The journalist questioned why the president, who campaigned on significant tax cuts, was suddenly “raising taxes” via tariffs. Leavitt resisted vigorously, claiming that the administration’s strategy was “absolutely not a tax increase on Americans,” but rather a strategic charge on foreign governments that had “been defrauding us for decades.”
Tariffs were characterized by Leavitt as a corrective policy aimed at rebalancing trade, protecting domestic sectors, and, over time, lowering the tax burden on American workers. “Tariffs aren’t about squeezing American families,” she told the audience. “They are about preventing countries from dumping cheap goods, manipulating currencies, and destroying our industrial base. If they want to continue abusing loopholes, they will pay—not Main Street.” She maintained that any short-term pricing pressure on importers would be outweighed by long-term benefits such as stronger domestic supply chains, upward wage pressure, and a less vulnerable American economy to overseas shocks.
In response to the question of whether firms simply transfer these costs to customers, the press secretary acknowledged that importers might face higher upfront prices. Nonetheless, she insisted that “fair, reciprocal trade” will ultimately result in more money in US coffers. She reminded reporters that the administration’s wider tax strategy still includes tax cuts on overtime, tips, and Social Security payments, demonstrating the president’s continued commitment to reducing the total tax burden on working Americans. “When the playing field is level,” she said, “wages rise, jobs stay here, and growth accelerates.”

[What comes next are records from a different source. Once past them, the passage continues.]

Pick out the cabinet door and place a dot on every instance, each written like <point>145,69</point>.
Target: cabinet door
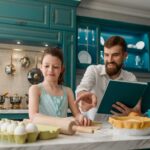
<point>37,37</point>
<point>62,17</point>
<point>24,13</point>
<point>69,57</point>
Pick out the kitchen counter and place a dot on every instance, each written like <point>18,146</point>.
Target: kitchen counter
<point>103,139</point>
<point>14,113</point>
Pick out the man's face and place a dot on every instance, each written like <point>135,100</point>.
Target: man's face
<point>113,59</point>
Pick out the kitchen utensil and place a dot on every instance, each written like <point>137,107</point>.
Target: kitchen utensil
<point>35,75</point>
<point>10,69</point>
<point>25,62</point>
<point>102,41</point>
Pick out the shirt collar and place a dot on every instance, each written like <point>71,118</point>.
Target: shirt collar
<point>103,72</point>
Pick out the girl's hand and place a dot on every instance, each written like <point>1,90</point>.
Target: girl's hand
<point>124,110</point>
<point>82,120</point>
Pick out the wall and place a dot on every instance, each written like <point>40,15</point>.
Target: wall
<point>97,9</point>
<point>18,82</point>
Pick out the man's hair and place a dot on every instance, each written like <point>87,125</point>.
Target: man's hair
<point>116,40</point>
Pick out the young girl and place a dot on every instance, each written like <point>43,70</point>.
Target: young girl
<point>49,99</point>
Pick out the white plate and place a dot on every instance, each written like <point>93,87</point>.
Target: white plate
<point>84,57</point>
<point>140,45</point>
<point>102,41</point>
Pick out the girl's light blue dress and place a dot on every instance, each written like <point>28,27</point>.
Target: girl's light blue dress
<point>55,106</point>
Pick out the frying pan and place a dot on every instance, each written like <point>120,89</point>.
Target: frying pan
<point>35,75</point>
<point>25,62</point>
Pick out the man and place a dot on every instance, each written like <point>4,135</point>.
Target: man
<point>93,84</point>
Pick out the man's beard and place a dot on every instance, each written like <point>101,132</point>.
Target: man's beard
<point>113,71</point>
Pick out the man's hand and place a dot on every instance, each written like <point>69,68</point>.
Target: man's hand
<point>124,110</point>
<point>87,100</point>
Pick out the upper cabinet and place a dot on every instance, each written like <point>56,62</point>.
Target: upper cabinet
<point>62,17</point>
<point>42,23</point>
<point>24,13</point>
<point>91,39</point>
<point>87,45</point>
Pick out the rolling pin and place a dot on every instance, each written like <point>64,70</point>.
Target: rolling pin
<point>67,126</point>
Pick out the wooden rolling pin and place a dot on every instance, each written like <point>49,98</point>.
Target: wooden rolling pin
<point>67,126</point>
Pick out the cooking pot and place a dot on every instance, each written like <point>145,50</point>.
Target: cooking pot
<point>35,75</point>
<point>10,69</point>
<point>25,62</point>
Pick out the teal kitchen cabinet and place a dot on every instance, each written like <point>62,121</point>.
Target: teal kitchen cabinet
<point>62,17</point>
<point>69,49</point>
<point>24,13</point>
<point>41,23</point>
<point>87,52</point>
<point>91,51</point>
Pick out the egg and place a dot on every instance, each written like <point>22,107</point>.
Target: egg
<point>30,127</point>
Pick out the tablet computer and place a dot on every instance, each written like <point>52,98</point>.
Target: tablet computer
<point>125,92</point>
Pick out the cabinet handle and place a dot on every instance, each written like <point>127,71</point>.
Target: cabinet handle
<point>21,22</point>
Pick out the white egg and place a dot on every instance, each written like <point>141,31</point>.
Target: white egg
<point>11,127</point>
<point>4,126</point>
<point>20,130</point>
<point>30,127</point>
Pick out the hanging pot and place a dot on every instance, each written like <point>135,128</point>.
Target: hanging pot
<point>10,69</point>
<point>35,75</point>
<point>25,62</point>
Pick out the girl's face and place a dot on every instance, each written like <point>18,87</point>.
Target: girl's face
<point>51,68</point>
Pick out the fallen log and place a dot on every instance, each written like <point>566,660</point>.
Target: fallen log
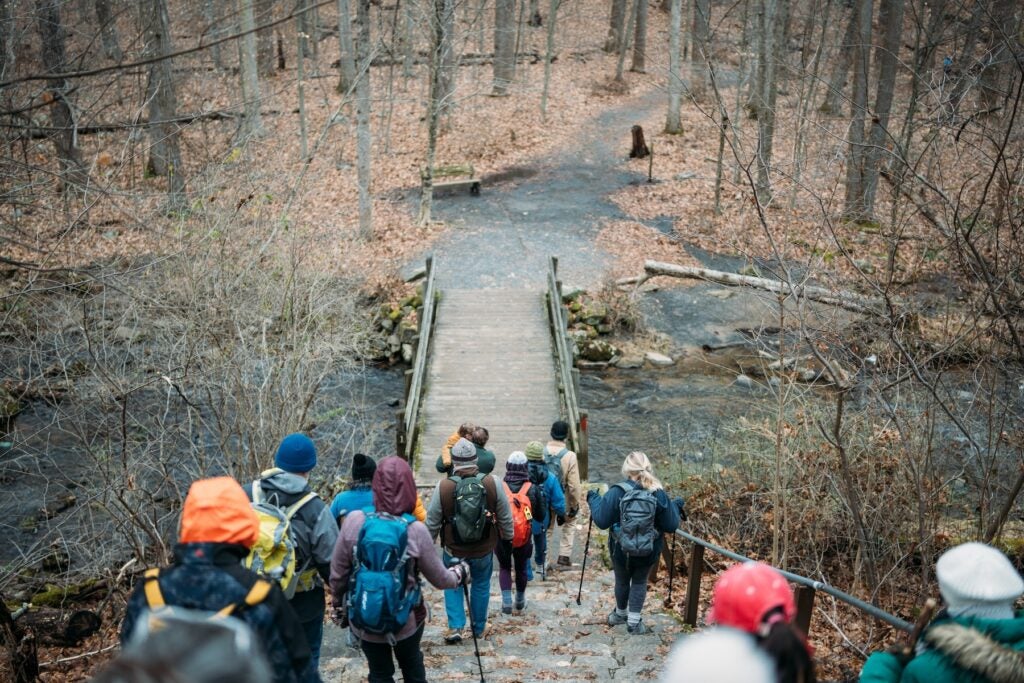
<point>841,298</point>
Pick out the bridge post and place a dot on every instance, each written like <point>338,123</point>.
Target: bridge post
<point>693,585</point>
<point>805,608</point>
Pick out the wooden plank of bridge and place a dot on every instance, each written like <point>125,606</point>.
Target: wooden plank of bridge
<point>493,365</point>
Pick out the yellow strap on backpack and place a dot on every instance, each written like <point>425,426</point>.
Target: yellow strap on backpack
<point>153,594</point>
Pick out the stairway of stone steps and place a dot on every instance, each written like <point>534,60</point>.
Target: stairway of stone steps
<point>552,640</point>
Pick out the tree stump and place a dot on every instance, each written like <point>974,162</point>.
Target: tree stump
<point>640,148</point>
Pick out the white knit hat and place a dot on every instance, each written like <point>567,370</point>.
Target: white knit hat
<point>718,655</point>
<point>977,580</point>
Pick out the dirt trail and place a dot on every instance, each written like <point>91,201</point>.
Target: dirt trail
<point>555,206</point>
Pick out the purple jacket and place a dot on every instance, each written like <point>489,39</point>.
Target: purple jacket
<point>394,491</point>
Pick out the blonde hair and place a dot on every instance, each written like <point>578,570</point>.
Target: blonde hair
<point>637,467</point>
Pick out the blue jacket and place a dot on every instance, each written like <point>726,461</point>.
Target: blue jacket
<point>209,577</point>
<point>540,475</point>
<point>356,498</point>
<point>604,511</point>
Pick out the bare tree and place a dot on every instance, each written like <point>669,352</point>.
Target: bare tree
<point>640,40</point>
<point>854,208</point>
<point>165,155</point>
<point>253,122</point>
<point>346,50</point>
<point>364,141</point>
<point>616,22</point>
<point>108,30</point>
<point>504,66</point>
<point>51,35</point>
<point>886,58</point>
<point>673,124</point>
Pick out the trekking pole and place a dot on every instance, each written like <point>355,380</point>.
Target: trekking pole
<point>586,551</point>
<point>472,627</point>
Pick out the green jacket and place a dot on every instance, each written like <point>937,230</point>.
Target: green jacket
<point>957,650</point>
<point>484,462</point>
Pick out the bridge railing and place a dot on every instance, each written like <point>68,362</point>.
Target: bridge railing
<point>567,376</point>
<point>408,434</point>
<point>805,593</point>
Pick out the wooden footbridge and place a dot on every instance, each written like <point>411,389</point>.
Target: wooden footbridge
<point>497,357</point>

As the back-and-forth became more intense, Leavitt’s patience dwindled. She objected to what she saw as an attempt to “quiz” her comprehension of economics, calling the premise of the AP’s query “insulting” given the administration’s proven track record on tax relief. Her aggressive tone emphasized a defining characteristic of the Trump administration: challenging media myths head-on and rewriting them on its own terms. In her opinion, the true story was not a shift away from tax cuts, but a coordinated strategy—tariffs included—to reclaim economic sovereignty after years of unbalanced trade agreements.
Leavitt’s argument is consistent with President Trump’s wider “America First” policy. From renegotiating NAFTA to placing sector-specific tariffs on steel, aluminum, and solar panels, the administration has claimed that taxes are an essential negotiation instrument. Economists who oppose protectionism refer to rising consumer prices as evidence that such policies fail. However, Leavitt’s words shed light on the White House’s strategy: tolerate some discomfort now in order to achieve an industrial rebirth later. The government hopes that by increasing the cost for foreign companies to flood US markets, it will entice investment back to American soil and raise middle-class incomes.
The question of whether the tariff approach can produce the promised outcomes remains open, but the briefing demonstrated unflinching faith in the West Wing. Leavitt’s vehement reaction demonstrated that the administration saw tariffs as a complementary instrument in a bigger economic makeover, rather than a departure from tax-cutting ideas. As trade policy discussions continue—and the political risks of defending American employment rise—Leavitt’s performance foreshadows an administration willing to defend its ideas with equal parts policy specificity and rhetorical force.